The Thanksgiving domestic “bliss” is over and I am glad.  There was a time when all things domestic pleased my soul.  I had a large home; a perfect laundry room and kitchen. Oversized closets and a large jacuzzi tub.  Life on the outside was good.

Today, life on the inside is better than ever, but life on the outside- not quite there yet.  I caught a snippet from a Wayne Dyer CD.  He says the birds sing before the dawn.  They know the sun is going to rise and sing their song. This, he says is the kind of faith we need to have. I resonate with this for the first time.

I find myself singing, even giggling inside about my current exterior situation.  I’m living on the edge, especially financially, but I don’t care.  The old me would never allow such behavior.  I can see the nodding heads of the nay-sayers, and I don’t care.   My hair hasn’t been cut and dyed in months. I live in a house for two when we have four. I have no income coming in (yet). My husband is unemployed (for now). My knees hurt.  I feel frumpy.  I’ve no friends. I stay inside.  Not sure if there will be toys under the tree.  And yet….

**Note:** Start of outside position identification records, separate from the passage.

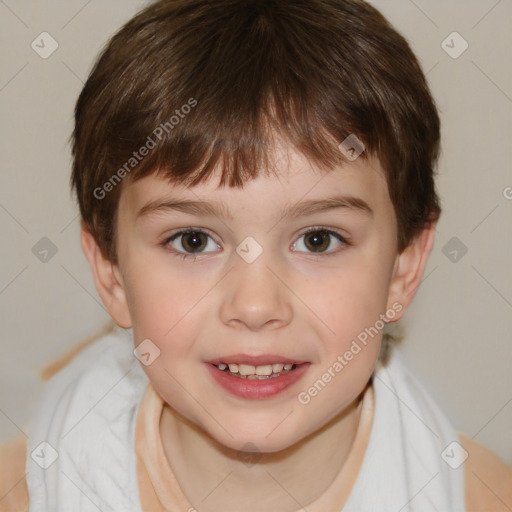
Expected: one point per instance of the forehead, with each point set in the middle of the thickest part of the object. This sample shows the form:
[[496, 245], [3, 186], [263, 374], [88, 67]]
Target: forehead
[[292, 182]]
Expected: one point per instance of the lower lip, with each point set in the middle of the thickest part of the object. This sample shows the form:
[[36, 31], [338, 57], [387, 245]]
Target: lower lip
[[256, 388]]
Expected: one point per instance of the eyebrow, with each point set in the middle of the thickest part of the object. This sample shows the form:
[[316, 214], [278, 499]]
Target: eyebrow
[[203, 208]]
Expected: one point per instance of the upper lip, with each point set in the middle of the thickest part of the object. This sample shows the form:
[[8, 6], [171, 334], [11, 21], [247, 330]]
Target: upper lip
[[262, 359]]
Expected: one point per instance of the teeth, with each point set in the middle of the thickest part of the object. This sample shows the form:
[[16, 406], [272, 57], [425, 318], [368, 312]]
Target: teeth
[[256, 372], [264, 370], [246, 369]]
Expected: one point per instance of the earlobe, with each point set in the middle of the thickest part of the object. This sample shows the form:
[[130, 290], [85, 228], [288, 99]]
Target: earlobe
[[409, 268], [108, 280]]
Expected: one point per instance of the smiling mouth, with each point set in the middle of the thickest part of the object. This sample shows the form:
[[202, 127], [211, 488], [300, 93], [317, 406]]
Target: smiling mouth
[[250, 372]]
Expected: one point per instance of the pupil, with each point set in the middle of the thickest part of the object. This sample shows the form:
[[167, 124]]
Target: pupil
[[193, 240], [319, 240]]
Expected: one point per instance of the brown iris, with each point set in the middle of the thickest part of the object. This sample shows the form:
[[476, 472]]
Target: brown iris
[[319, 240]]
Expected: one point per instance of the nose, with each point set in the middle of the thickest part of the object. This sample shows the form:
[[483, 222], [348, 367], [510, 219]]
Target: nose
[[255, 295]]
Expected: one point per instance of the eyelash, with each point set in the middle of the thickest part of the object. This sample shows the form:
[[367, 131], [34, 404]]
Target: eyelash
[[316, 229]]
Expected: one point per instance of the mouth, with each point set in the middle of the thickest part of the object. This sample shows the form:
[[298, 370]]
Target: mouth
[[260, 372], [261, 379]]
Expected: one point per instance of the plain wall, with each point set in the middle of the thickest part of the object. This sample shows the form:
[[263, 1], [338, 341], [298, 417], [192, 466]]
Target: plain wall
[[459, 327]]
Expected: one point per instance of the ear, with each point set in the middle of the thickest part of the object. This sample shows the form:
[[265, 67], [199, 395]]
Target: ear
[[408, 270], [108, 280]]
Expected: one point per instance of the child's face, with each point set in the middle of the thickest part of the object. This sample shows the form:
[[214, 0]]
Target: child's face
[[289, 303]]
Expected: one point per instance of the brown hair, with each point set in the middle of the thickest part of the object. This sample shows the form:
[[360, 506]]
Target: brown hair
[[205, 82]]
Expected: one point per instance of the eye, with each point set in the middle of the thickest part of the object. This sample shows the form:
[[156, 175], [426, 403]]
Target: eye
[[188, 243], [318, 240]]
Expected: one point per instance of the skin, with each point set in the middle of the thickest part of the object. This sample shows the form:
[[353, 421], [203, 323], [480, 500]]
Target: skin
[[290, 301]]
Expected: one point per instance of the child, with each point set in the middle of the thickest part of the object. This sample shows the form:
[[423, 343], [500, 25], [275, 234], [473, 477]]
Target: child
[[255, 181]]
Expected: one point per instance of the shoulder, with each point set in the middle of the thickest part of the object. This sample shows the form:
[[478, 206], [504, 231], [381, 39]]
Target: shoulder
[[13, 485], [488, 479]]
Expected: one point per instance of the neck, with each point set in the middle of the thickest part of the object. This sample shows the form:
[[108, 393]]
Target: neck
[[215, 477]]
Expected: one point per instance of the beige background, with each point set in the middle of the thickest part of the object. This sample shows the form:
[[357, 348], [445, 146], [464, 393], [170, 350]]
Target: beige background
[[459, 327]]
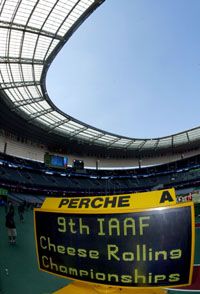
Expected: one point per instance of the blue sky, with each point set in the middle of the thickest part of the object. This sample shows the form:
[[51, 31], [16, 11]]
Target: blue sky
[[132, 68]]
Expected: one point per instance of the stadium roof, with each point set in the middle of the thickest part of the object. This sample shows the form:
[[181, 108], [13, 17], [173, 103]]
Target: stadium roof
[[31, 34]]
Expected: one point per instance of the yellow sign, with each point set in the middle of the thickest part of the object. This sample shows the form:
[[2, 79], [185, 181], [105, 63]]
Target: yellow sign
[[141, 248], [114, 203]]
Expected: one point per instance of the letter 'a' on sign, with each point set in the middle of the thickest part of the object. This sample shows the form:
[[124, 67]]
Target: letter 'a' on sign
[[129, 249]]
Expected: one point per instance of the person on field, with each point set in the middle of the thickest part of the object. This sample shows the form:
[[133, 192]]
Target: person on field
[[11, 228]]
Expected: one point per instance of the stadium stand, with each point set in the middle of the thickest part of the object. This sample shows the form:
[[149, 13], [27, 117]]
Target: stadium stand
[[31, 125]]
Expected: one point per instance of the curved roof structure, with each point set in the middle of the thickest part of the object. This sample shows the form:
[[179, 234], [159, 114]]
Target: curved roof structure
[[31, 34]]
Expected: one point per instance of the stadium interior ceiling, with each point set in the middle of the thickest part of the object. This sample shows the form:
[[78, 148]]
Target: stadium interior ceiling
[[31, 35]]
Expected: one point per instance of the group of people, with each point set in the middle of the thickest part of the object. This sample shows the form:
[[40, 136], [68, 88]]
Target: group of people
[[10, 222]]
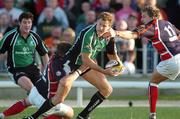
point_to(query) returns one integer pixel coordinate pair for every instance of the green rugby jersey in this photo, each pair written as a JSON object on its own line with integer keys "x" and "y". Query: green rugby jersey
{"x": 20, "y": 50}
{"x": 88, "y": 42}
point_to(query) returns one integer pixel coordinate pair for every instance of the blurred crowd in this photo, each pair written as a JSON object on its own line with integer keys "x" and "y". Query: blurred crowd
{"x": 59, "y": 21}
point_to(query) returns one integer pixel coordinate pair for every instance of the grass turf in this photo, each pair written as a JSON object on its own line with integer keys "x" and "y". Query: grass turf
{"x": 118, "y": 113}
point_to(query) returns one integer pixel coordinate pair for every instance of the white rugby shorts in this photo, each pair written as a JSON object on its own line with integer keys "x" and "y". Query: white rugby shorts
{"x": 170, "y": 68}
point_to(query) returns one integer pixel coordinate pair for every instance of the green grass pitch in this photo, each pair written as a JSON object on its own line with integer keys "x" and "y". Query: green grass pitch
{"x": 119, "y": 113}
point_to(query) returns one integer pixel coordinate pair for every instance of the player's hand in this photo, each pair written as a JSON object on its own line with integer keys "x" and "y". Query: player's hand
{"x": 110, "y": 72}
{"x": 109, "y": 34}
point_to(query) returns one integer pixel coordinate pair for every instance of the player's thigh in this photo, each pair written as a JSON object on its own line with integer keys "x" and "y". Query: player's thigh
{"x": 97, "y": 79}
{"x": 22, "y": 80}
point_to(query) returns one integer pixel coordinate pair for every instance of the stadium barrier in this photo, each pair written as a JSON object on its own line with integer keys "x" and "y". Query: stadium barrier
{"x": 80, "y": 85}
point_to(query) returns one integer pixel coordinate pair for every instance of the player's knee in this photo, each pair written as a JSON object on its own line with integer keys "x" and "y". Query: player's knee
{"x": 64, "y": 83}
{"x": 35, "y": 98}
{"x": 70, "y": 113}
{"x": 107, "y": 91}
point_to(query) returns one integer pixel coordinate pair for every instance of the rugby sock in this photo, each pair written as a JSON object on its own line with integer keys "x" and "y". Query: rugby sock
{"x": 53, "y": 117}
{"x": 96, "y": 100}
{"x": 153, "y": 96}
{"x": 45, "y": 107}
{"x": 15, "y": 108}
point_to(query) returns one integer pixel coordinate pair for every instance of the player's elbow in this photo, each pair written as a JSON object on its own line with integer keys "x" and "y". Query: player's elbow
{"x": 70, "y": 113}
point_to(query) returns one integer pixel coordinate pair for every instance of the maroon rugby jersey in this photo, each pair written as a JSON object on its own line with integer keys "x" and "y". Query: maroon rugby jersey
{"x": 164, "y": 38}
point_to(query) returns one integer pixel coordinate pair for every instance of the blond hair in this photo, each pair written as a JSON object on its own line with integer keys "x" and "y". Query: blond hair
{"x": 106, "y": 16}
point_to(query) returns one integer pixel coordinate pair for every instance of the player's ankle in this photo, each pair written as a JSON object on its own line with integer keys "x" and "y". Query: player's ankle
{"x": 2, "y": 116}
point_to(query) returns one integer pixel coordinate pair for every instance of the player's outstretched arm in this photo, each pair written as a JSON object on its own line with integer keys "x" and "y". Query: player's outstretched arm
{"x": 127, "y": 34}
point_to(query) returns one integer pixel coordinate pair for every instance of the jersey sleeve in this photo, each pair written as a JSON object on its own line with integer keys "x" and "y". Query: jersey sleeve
{"x": 87, "y": 43}
{"x": 5, "y": 43}
{"x": 111, "y": 47}
{"x": 40, "y": 47}
{"x": 147, "y": 31}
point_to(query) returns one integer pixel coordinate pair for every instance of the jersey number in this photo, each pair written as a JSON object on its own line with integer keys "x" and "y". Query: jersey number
{"x": 171, "y": 33}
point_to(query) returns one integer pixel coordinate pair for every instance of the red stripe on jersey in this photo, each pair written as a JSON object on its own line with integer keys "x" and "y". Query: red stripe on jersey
{"x": 165, "y": 56}
{"x": 159, "y": 44}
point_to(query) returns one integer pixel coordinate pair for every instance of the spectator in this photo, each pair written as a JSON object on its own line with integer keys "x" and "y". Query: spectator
{"x": 68, "y": 36}
{"x": 55, "y": 34}
{"x": 58, "y": 13}
{"x": 11, "y": 10}
{"x": 104, "y": 6}
{"x": 125, "y": 11}
{"x": 153, "y": 3}
{"x": 85, "y": 7}
{"x": 47, "y": 25}
{"x": 90, "y": 19}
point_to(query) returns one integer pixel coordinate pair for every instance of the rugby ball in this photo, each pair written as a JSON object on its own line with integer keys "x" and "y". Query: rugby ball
{"x": 114, "y": 65}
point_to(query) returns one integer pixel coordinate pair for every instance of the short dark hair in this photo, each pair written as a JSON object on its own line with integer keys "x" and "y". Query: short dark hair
{"x": 26, "y": 15}
{"x": 151, "y": 11}
{"x": 106, "y": 16}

I feel good where it counts.  This is the kind of faith I do have, and it didn’t happen overnight.

Today’s Soul Tip:


Even though my exterior life has yet to shine, I am a proponent of moving forward into what scares you the most; for getting yourself highly uncomfortable and out of the safe zone.  I have a feeling a lot more in our exterior worlds, both globally and personally are going to collapse.  And as they do, you need the kind of faith that makes you sing right before the new dawn.